Hive Join Example
Goal: example of join operation in hive on csv file.
Download movielens dataset http://grouplens.org/datasets/movielens/.
Unzip the files and put each file in their own directory. Hive requires directory as location rather than file as location.
Create a table based on the movies data using delimited file.
hive> create external table movies (
movieId int,
title string,
genres string)
row format delimited
fields terminated by ','
lines terminated by '\n'
location '/user/cloudera/movielens/movies'
tblproperties ("skip.header.line.count"="1");
Do you see the problem with the bad data, for example with movieId = 11? When the column values contain commas, the parsing does not work. How to fix this? Hive serde can come to rescue.
Create a table using hive serde.

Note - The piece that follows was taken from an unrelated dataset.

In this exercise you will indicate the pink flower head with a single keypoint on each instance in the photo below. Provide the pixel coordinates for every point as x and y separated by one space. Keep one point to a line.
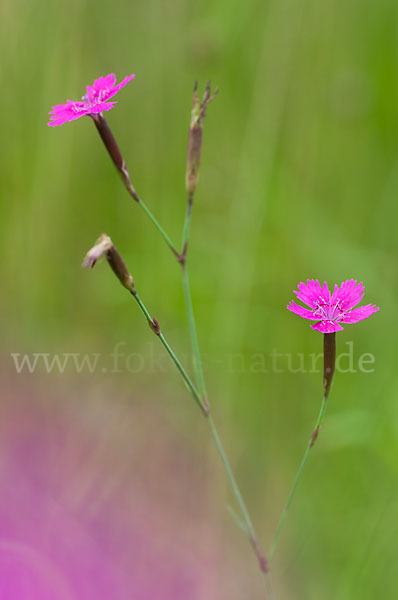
93 102
331 309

Drop the table if it already exists.
hive> DROP TABLE IF EXISTS movies;
hive> CREATE EXTERNAL TABLE movies(
movieId string,
title string,
genres string)
ROW FORMAT SERDE
'org.apache.hadoop.hive.serde2.OpenCSVSerde'
WITH SERDEPROPERTIES (
"separatorChar" = ",",
"escapeChar" = "\\"
)
STORED AS INPUTFORMAT
'org.apache.hadoop.mapred.TextInputFormat'
OUTPUTFORMAT
'org.apache.hadoop.hive.ql.io.HiveIgnoreKeyTextOutputFormat'
LOCATION
'/user/cloudera/movielens/movies'
TBLPROPERTIES (
'serialization.null.format' = '',
'skip.header.line.count' = '1')
;
Note: Converts all column type values to STRING. Even if you define any column as int or something else, but still it converts data type back to STRING. To convert to other data type use "cast" UDF function.
More information about CSV serde https://cwiki.apache.org/confluence/display/Hive/CSV+Serde
Same way create a table on the ratings data.

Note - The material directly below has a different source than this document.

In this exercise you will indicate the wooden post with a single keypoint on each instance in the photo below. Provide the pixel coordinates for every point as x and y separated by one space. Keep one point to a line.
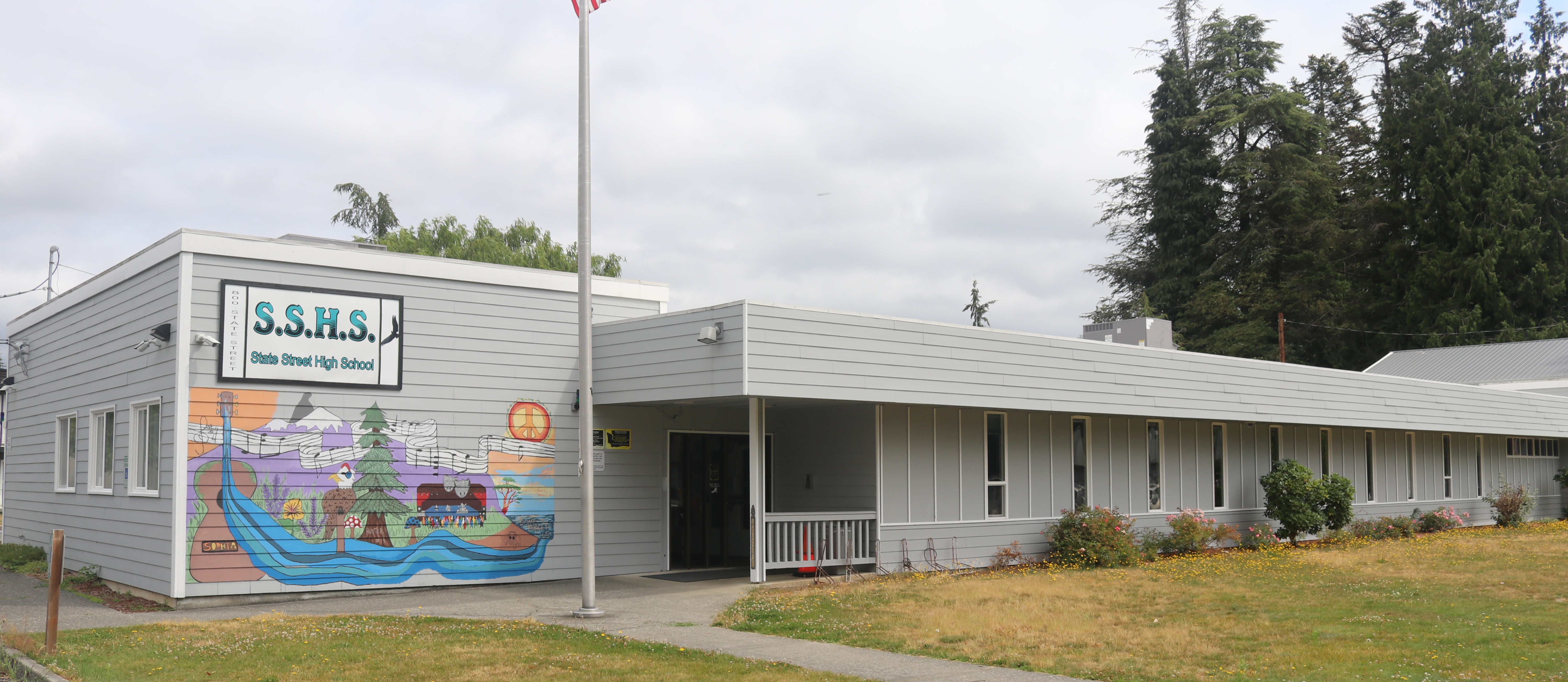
57 565
1282 338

hive> CREATE EXTERNAL TABLE ratings(
userId string,
movieId string,
rating double,
`timestamp` bigint)
ROW FORMAT SERDE
'org.apache.hadoop.hive.serde2.OpenCSVSerde'
WITH SERDEPROPERTIES (
"separatorChar" = ",",
"escapeChar" = "\\"
)
STORED AS INPUTFORMAT
'org.apache.hadoop.mapred.TextInputFormat'
OUTPUTFORMAT
'org.apache.hadoop.hive.ql.io.HiveIgnoreKeyTextOutputFormat'
LOCATION
'/user/cloudera/movielens/ratings'
TBLPROPERTIES (
'serialization.null.format' = '',
'skip.header.line.count' = '1');
Note: timestamp is a reserved word in certain distribution. So, enclosing with back tick
Now join the two tables.
hive> SET hive.auto.convert.join=false;
hive> SELECT movieid, title, avg(rating) from movies left join ratings on movies.movieid = ratings.movieid group by movies.movieid, title;
Setting hive.auto.convert.join disable the auto map join feaure. Know more https://cwiki.apache.org/confluence/display/hive/languagemanual+joinoptimization
Find which day of the week most of ratings are posted.

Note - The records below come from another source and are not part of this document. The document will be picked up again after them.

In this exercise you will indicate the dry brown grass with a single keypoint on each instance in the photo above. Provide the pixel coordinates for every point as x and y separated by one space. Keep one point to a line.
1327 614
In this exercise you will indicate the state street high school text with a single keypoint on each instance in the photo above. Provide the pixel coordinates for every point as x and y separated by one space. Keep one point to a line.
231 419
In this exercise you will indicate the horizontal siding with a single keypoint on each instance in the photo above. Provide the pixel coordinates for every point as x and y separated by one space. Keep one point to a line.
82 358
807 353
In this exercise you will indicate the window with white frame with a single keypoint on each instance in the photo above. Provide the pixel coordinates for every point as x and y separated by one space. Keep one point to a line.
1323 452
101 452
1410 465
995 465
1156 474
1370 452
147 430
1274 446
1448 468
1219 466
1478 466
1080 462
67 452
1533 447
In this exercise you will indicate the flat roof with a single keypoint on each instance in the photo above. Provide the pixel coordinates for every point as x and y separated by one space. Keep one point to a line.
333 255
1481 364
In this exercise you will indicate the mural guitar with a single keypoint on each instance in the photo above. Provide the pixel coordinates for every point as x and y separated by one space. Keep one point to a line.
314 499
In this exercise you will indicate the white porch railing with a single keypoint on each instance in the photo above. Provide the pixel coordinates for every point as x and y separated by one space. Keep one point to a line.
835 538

hive> select from_unixtime(cast(`timestamp` as bigint), 'E') weekday from ratings limit 10;
hive> select from_unixtime(cast(`timestamp` as bigint), 'E') weekday, count(*) from ratings group by from_unixtime(cast(`timestamp` as bigint), 'E');
See available date formats here.
Movie Recommendation Based on Genres
Create exploded view of movie id and genre
hive> create view movie_by_genre as select movieid, genre from (select movieid, split(genres, '\\|') genres from movies) t lateral view explode(genres) t as genre;
Find for each user, the rank of genre. Ideally you would like to compute weighted
hive> create temporary table movie_by_user_genre as
select t1.*, t2.rating,t2.userid from movie_by_genre t1
left join ratings t2 on t1.movieid = t2.movieid where t2.rating >= 4;
Create a temporary view for user and his total ratings by genre
hive> create temporary table user_by_genre_totalrating as select userid, genre, sum(rating) total_rating from movie_by_user_genre group by userid, genre
Find top 3 genres for each user and create a temporary table for that.
hive> create temporary table user_top3_genres as select * from
(select userid, genre, row_number() over (partition by userid order by total_rating desc) row_num from user_by_genre_totalrating) t where t.row_num <= 3
Create temporary table that contain for movie and genre combination the average rating.
hive> create temporary table genre_movie_avgrating as
select t1.movieid, t1.genre, avg(t2.rating) as avg_rating from movie_by_genre t1 left join ratings t2 on t1.movieid = t2.movieid group by t1.movieid, t1.genre
Create a temporary table for top 10 movies for each genre.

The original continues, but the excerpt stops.